Les outils nous aideront à reconquérir peu à peu notre propre personnalité, notre liberté de penser, nos valeurs… un tantinet oubliées ! Cela sans sectarisme, et sans compétition. Gardons nous de nous prendre pour une sorte d’« élite », aucune S
œur n’est supérieure à l’autre, nous ne sommes toutes qu’un microscopique bout du puzzle de la vie et de la F\M\ ; notre engagement doit tendre vers un idéal de dignité humaine, de justice, et de démocratie tout en conservant la fraternité et l’amour chevillés au coeur. 
Contentons nous d’ « Etre meilleure » car c’est bien plus important que d’être « LA meilleure ». Nous pensons être libres, mais… au fond : nous savons toutes que nous traînons quantité de métaux !

Pour ce qui me concerne je pense que le mot « liberté » est une sorte de patère où sont solidement accrochées un grand nombre de petites chaînes invisibles… si difficiles à décrocher !.. Un petit coup d’œil dans le rétroviseur nous renvoie nos certitudes de profane, et nous fait découvrir un concept souvent trop matériel. Patience : car notre objectif n’émerge que par un libre et lent processus. Notre raison observe, se tourne vers notre conscience… car c’est là, tout au fond, qu’est tapie notre véritable liberté. Cette liberté qui parle le langage universel des vertus consiste à vivre conformément aux « bonnes mœurs ».

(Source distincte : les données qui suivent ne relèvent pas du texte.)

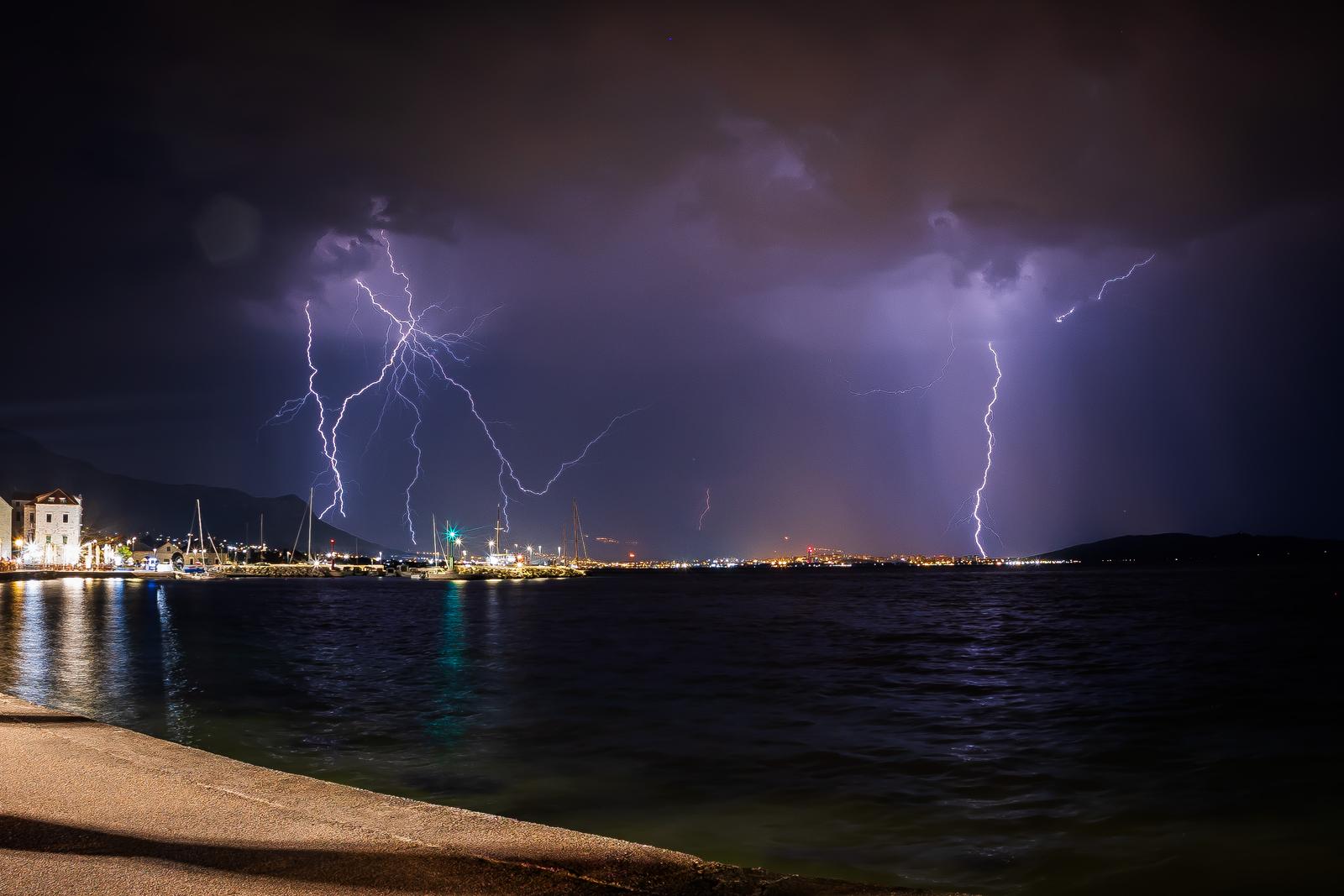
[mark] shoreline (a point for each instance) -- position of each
(89, 808)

Cette liberté intérieure guide nos choix (dans tous nos actes), et cela se traduit forcément peu à peu par un changement de comportement relationnel.  
Un nouvel art de vivre … en quelque sorte ! La F
\M\ est une bien belle école de vie. Nous le savons toutes : une Maçonne libre, dans une Loge libre : c’est le principe essentiel de l’Ordre Maçonnique tout entier.

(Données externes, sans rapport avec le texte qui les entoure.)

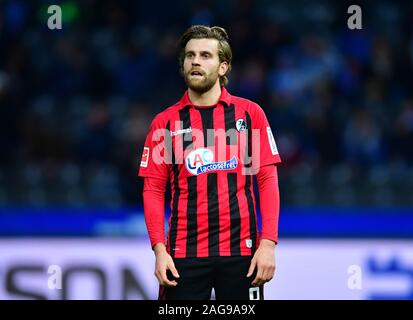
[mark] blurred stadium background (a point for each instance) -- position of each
(76, 104)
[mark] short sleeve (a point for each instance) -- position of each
(155, 160)
(267, 153)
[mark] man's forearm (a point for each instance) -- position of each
(154, 210)
(267, 179)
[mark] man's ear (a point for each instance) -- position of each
(223, 68)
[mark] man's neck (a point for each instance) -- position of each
(208, 98)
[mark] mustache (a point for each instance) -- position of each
(196, 70)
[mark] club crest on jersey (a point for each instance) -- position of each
(202, 160)
(241, 125)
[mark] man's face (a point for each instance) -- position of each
(201, 64)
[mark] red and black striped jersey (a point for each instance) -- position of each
(210, 155)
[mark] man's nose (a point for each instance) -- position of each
(195, 61)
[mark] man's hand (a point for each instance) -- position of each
(264, 260)
(164, 262)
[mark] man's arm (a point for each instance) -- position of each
(154, 210)
(264, 257)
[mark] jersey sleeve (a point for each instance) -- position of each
(155, 158)
(265, 151)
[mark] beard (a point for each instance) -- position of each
(202, 85)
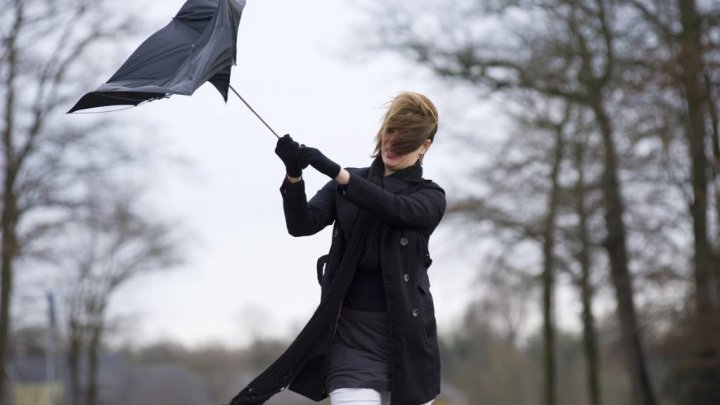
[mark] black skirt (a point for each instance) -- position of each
(360, 353)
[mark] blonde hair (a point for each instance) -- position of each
(411, 118)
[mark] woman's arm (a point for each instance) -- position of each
(421, 209)
(303, 217)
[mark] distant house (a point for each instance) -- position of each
(120, 382)
(29, 384)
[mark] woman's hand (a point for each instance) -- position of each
(315, 158)
(289, 152)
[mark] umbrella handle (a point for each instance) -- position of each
(254, 112)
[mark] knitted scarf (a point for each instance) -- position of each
(280, 374)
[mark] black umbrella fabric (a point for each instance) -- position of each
(198, 45)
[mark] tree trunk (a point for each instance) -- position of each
(586, 291)
(707, 358)
(9, 216)
(94, 346)
(74, 356)
(616, 246)
(548, 276)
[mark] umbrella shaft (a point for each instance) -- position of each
(254, 112)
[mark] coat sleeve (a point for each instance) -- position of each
(304, 217)
(421, 209)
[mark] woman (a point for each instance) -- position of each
(373, 338)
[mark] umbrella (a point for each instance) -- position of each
(198, 45)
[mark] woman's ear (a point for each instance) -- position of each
(425, 146)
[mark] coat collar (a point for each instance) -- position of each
(396, 182)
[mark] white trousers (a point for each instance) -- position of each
(360, 396)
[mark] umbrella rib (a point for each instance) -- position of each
(254, 112)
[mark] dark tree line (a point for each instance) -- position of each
(616, 169)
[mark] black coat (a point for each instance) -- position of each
(409, 208)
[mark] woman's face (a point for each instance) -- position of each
(395, 162)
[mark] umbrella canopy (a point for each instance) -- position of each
(197, 46)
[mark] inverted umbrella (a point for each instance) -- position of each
(197, 46)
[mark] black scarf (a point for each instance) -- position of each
(364, 244)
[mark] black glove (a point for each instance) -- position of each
(315, 158)
(288, 151)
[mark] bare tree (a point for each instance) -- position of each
(44, 46)
(110, 243)
(560, 50)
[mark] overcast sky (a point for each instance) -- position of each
(244, 276)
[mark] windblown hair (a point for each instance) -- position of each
(411, 118)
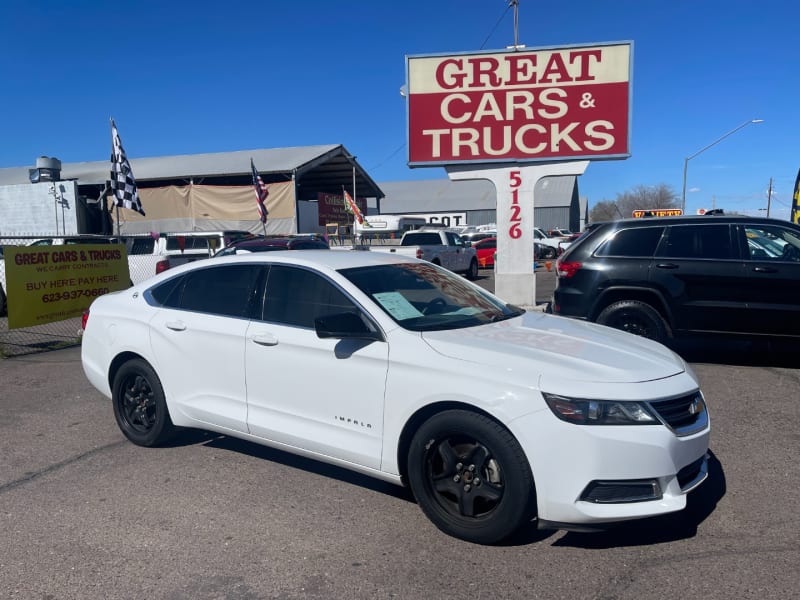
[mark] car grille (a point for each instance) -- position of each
(685, 415)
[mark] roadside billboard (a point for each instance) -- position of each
(331, 208)
(52, 283)
(525, 105)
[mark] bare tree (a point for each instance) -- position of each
(642, 197)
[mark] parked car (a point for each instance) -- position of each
(554, 243)
(662, 277)
(272, 243)
(401, 370)
(487, 252)
(477, 236)
(149, 255)
(438, 246)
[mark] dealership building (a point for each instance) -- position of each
(214, 191)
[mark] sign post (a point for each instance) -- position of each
(515, 280)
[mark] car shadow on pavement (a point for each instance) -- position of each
(190, 437)
(727, 351)
(659, 530)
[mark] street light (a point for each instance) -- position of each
(714, 143)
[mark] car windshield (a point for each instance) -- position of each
(423, 297)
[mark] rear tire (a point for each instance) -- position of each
(471, 477)
(638, 318)
(139, 405)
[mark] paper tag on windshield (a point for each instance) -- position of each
(397, 306)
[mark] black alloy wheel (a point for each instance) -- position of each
(139, 405)
(635, 317)
(470, 477)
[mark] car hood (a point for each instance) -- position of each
(558, 348)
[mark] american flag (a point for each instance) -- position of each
(351, 207)
(123, 185)
(261, 193)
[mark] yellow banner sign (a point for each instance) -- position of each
(658, 212)
(53, 283)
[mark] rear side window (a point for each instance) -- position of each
(227, 291)
(421, 239)
(636, 242)
(698, 241)
(297, 297)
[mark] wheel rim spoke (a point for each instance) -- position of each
(138, 404)
(459, 471)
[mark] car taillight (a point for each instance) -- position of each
(162, 266)
(567, 269)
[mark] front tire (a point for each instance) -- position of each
(139, 405)
(470, 477)
(635, 317)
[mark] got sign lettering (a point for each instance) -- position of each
(523, 106)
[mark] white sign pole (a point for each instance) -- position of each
(515, 280)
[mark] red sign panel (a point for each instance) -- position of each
(525, 105)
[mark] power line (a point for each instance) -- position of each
(385, 160)
(496, 25)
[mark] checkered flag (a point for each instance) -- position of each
(122, 182)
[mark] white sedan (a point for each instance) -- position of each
(401, 370)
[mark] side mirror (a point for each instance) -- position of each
(345, 326)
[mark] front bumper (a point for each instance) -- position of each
(590, 475)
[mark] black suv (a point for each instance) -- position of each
(658, 277)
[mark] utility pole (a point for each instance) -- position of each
(769, 196)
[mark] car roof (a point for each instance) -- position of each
(331, 260)
(684, 219)
(260, 241)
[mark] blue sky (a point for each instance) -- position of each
(192, 77)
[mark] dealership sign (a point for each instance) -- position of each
(560, 103)
(657, 212)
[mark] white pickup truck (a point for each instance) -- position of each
(440, 247)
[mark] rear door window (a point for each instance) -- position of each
(228, 291)
(634, 242)
(709, 241)
(297, 296)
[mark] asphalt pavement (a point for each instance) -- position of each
(86, 515)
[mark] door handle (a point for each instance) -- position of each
(265, 339)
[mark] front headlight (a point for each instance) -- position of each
(599, 412)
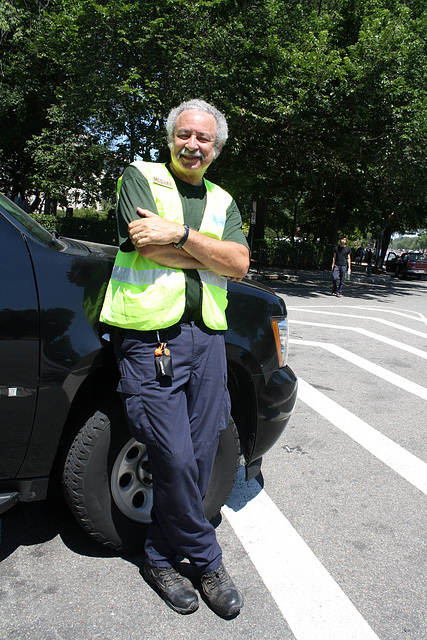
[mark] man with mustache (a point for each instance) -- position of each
(180, 239)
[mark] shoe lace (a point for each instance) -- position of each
(216, 578)
(170, 577)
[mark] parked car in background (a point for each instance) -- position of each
(406, 264)
(61, 420)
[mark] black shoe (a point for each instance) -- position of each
(220, 593)
(176, 591)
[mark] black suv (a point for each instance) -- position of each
(61, 420)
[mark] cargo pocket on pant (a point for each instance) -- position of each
(130, 393)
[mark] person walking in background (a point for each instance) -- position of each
(341, 263)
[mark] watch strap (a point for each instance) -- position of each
(179, 244)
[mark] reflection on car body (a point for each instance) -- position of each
(60, 417)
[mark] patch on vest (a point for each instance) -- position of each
(163, 182)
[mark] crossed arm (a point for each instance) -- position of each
(157, 236)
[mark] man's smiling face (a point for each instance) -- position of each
(193, 145)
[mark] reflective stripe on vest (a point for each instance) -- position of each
(145, 295)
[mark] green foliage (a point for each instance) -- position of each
(326, 103)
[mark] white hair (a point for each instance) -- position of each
(199, 105)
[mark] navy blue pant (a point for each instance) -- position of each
(179, 420)
(338, 277)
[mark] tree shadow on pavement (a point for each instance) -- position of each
(379, 288)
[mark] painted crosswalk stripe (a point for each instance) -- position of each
(393, 455)
(369, 334)
(313, 604)
(368, 366)
(387, 323)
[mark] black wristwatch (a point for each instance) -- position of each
(179, 244)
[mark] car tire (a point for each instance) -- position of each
(107, 482)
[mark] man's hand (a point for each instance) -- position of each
(224, 257)
(153, 229)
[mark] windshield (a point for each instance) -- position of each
(25, 220)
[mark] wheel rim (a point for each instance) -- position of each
(131, 482)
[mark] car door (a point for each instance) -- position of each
(19, 347)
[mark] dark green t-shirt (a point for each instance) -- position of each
(135, 192)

Quant aux « bonnes mœurs » qu’englobent-elles ? C’est si vaste que je me suis précipitée sur mes dictionnaires pour tenter d’analyser leurs sens exacts.
Sur le LAROUSSE, je trouve : « les mœurs sont un ensemble de principes, de règles codifiées par la morale sociale, en particulier sur le plan sexuel ». Sur le plan sexuel ? Je suis restée perplexe mes SS\… ce plan là est intimiste, il fait partie de nos mœurs, mais aussi… de notre liberté !    
Ambiguïté ?


La définition du LITTRE me paraît plus réaliste, il y est précisé que : « la frontière entre le Droit et les mœurs ne sera jamais exempte de flottements ».
Mais Larousse ou Littré, à mon humble avis, le plus important est de ne pas être entachées de fautes qui rejailliraient sur la vie des autres. Aucune de nous n’étant parfaite, il ne peut être question d’un rigorisme extrême, et nous devons toujours rester respectueuses les unes envers les autres.
Nous déplorons toutes la perte de bon nombre de valeurs et il est bien triste de constater que la décadence de nos mœurs, entraîne souvent aussi la décadence de notre honneur.
Vigilance !                                                 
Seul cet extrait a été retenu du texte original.